"Aydınlanma Zihniyeti"nin Ötesi: Antropokozmik Bir Bakış Açısı

Aydınlanma, Batı’da 18. yüzyıldan itibaren ortaya çıkan bir kültürel hareket, henüz tam anlamıyla tahakkuk etmemiş bir insanlık ideali, ya da tüm dünyada, özellikle de Kültürel Çin’de modernist davranış kalıplarının bir zihniyet karakteri olarak algılanabilir. Bu çalışmanın odağı, dünya tarihinde gelmiş geçmiş muhtemelen en güçlü ideoloji olan Aydınlanma zihniyetidir. Tarihsel ve karşılaştırmalı bir medeniyet perspektifi içinde Aydınlanma zihniyetinin ötesine geçmenin en kesin yolu, insan toplumlarında mevcut olan tüm manevî kaynaklara dokunmaktır; böylece bir hareket, ideal ve akıl olarak Aydınlanmanın özgürleştirici fikirleri ve pratiklerini kaybetmeksizin insan merkezciliğini, araçsal aklı ve saldırgan bireyciliği aşabilecek hümanist bir vizyon formüle edilebilir. Bu noktada Konfüçyen hümanizmin sunduğu antropokozmik perspektif, tarihsel olarak önemlidir; zira kültürel çeşitlilik hakikati içinde evrensel etik ideale hitap etmektedir.

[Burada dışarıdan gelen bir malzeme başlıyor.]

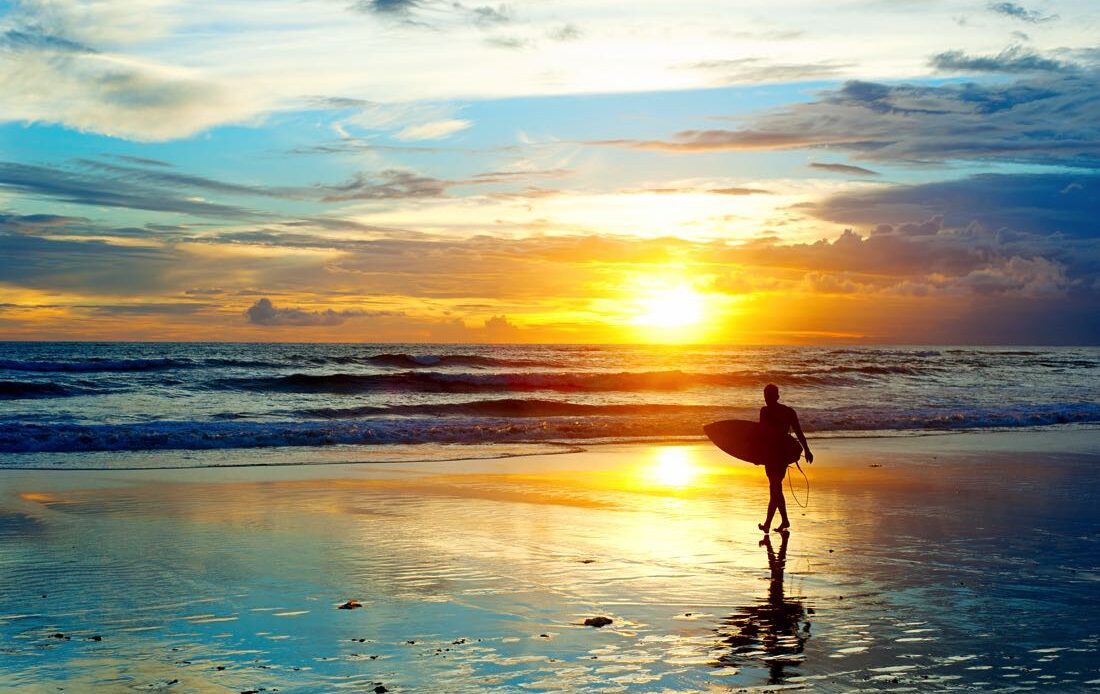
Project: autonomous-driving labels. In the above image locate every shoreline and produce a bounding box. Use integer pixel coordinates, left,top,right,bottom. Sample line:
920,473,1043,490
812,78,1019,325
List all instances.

Beyond the “Enlightenment Mentality”: An Antropocosmic Perspective

Enlightenment can be perceived as a cultural movement originated in the West since the 18th century, as an ideal for the human community yet to be fully realized, or as a mentality characteristic of the modernistic modus operandi throughout the world, especially in Cultural China. The focus of this essay is the Enlightenment mentality, arguably the most powerful ideology in world history. In a historical and comparative civilizational perspective, the surest and soundest way to accomplish going beyond the Enlightenment mentality is to tap all the spiritual resources available to the human community in order to formulate a humanistic vision which can transcend anthropocentrism, instrumental rationality, and aggressive individualism without losing sight of the liberating ideas and practices of the Enlightenment, as a movement, an ideal, and a mentality. In this respect the antropocosmic perspective offered by Confucian humanism is historically significant, for it addresses the ideal of universal ethic in the reality of cultural diversity.